IHU On-Line - Com a implantação da monocultura de pínus e eucalipto no pampa gaúcho, poderá se decretar o fim da atividade pecuarista na região?
Eduardo Lanna -
Depende muito como ocorrerá. Não acredito que o pampa todo seja ocupado por eucalipto e pínus. Desta forma, sempre sobrará alguma área para a pecuária. No entanto, insisto: não é aceitável que áreas de expressivo valor histórico, cultural e ambiental, e grande potencial econômico, sejam alteradas para dar lugar a atividades que economicamente não são tão rentáveis quanto uma pecuária moderna, que aproveite as enormes vantagens comparativas do pampa, para produzir a carne que o mundo deseja consumir.

IHU On-Line - Podem surgir problemas e conseqüências socioeconômicas e ambientais com o aumento da plantação de eucaliptos?
Eduardo Lanna -
A esse propósito, cabe comentar que existe um estudo muito abrangente realizado pela Fepam, pela Fundação Zoobotânica e pelo Departamento de Florestas e Áreas Protegidas do estado do Rio Grande do Sul, com apoio de especialistas de várias universidades, que definiu 45 Unidades de Paisagem Natural – UPN e indicou, por meio de uma matriz de vulnerabilidade, 12 UPN com baixo grau de restrição à silvicultura, 15 com médio grau e 18 com alto grau de restrição. Ele foi chamado de “Zoneamento Ambiental para Atividade de Silvicultura no Rio Grande do Sul – ZAS”. Por que o estado, que elaborou este estudo com alto nível de qualidade, não o adota como referência para licenciamento? Não estou aqui me colocando em uma posição extrema contra o eucalipto. Acho que nas 12 UPNs com baixo grau de restrição não haveria maiores problemas para o seu plantio, desde que adotadas as precauções mínimas que o ZAS determina. O mesmo poderia ocorrer nas 15 UPNs com médio grau de restrição, em que as precauções serão maiores. Por que insistir em ocupar parte das 18 UPNs com alto grau de restrição? Por que não considerar este estudo, elaborado pelo próprio estado, como base para o licenciamento? A razão é que por alguma razão ele não agradou às empresas de celulose e às de silvicultura. Por que razão? Certamente por questões econômicas. Muitas se anteciparam e adquiriram vastas extensões de terra baratas no pampa com a perspectiva de implantação de florestas de eucalipto. Correram um risco, pois na época não havia o ZAS, e não querem perder com suas apostas. Estão comprometendo ambientes de expressivo valor ambiental e cultural, e com grande potencial econômico, reafirmo, apenas levando em consideração o aumento de seus lucros imediatos. Para amenizar declaram, como recentemente, que usam apenas metade das áreas que adquiriram: se essas estão nas 12 UPNs com baixas restrições, possivelmente estaria tudo bem. Mas se estiverem – e muitas estão – nas 18 UPN com alta restrição à silvicultura, deixar metade sem eucalipto é muito pouco.

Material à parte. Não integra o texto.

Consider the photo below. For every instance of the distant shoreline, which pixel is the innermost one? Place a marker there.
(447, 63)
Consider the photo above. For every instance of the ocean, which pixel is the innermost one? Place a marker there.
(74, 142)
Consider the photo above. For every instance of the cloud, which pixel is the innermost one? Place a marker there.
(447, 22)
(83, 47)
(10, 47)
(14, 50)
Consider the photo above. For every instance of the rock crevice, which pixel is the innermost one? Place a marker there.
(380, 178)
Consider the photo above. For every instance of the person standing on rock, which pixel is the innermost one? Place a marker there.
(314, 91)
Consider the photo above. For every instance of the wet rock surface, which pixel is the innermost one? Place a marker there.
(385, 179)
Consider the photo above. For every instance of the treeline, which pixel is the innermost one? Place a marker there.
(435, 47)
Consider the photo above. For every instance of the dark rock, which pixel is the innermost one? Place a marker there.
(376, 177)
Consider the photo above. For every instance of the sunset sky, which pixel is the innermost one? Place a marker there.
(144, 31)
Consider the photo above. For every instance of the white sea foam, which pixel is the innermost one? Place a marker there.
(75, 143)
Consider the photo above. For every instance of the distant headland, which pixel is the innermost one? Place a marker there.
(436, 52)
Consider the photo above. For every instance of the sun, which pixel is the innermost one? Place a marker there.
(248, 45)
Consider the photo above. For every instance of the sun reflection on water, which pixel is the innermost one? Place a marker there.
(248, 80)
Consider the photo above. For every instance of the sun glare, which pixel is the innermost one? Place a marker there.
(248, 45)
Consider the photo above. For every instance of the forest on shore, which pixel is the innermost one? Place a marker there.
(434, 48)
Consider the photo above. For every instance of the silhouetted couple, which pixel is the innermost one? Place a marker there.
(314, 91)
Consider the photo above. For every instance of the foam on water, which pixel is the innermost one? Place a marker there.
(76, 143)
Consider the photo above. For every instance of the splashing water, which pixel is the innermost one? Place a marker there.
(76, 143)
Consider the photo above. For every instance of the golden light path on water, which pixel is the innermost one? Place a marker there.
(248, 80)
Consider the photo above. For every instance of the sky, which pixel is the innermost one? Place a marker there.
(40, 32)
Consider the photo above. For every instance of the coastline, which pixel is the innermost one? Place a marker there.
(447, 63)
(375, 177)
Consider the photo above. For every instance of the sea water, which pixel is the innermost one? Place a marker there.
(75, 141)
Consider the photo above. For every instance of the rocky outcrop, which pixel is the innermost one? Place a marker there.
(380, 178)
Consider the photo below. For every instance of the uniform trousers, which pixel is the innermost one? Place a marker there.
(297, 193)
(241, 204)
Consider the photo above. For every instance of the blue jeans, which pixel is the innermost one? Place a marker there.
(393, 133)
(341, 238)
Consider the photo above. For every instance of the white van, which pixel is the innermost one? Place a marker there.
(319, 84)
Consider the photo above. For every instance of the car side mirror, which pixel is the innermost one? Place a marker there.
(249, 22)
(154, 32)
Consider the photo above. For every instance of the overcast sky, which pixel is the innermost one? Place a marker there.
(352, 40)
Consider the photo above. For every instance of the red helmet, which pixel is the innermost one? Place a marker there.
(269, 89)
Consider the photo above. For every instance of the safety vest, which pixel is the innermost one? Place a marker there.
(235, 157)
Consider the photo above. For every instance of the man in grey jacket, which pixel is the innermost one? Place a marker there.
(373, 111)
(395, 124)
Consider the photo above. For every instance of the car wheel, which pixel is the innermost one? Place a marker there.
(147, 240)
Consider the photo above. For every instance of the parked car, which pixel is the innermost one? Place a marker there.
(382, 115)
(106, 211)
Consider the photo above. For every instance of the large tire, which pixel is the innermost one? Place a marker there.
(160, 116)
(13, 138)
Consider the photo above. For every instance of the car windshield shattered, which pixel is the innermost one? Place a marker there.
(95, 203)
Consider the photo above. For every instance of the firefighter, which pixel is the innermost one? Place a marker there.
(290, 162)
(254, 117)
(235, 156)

IHU On-Line - Em que consiste o trabalho da Apropampa? Essa atividade pode ser uma alternativa a silvicultura?
Eduardo Lanna -
A Apropampa é uma associação cultural, social e de pesquisa, sem fins lucrativos, formada por produtores rurais, indústria frigorífica, varejo e outros agentes ligados à cadeia da bovinocultura de corte de forma direta ou indireta, e que tem como o seu principal objetivo a preservação e proteção da indicação geográfica da carne, couro e seus derivados, da região “Pampa Gaúcho da Campanha Meridional”. Entre outros objetivos, existe o de ofertar produtos da pecuária bovina de corte com garantia de origem e qualidade – a certificação de origem - ao consumidor. Por meio da implementação de processos de qualidade, agregar valor aos agentes envolvidos na cadeia produtiva da pecuária bovina de corte. De grande relevância, a Apropampa pretende desenvolver ações que promovam a organização e preservação do pampa gaúcho da Campanha Meridional, promovendo estudos e agindo junto às autoridades competentes para o atendimento deste objetivo, além de estimular e promover o potencial turístico da região, bem como o aprimoramento sociocultural dos associados, seus familiares e comunidade. Maiores informações podem ser obtidas na página www.carnedopampa.com.br.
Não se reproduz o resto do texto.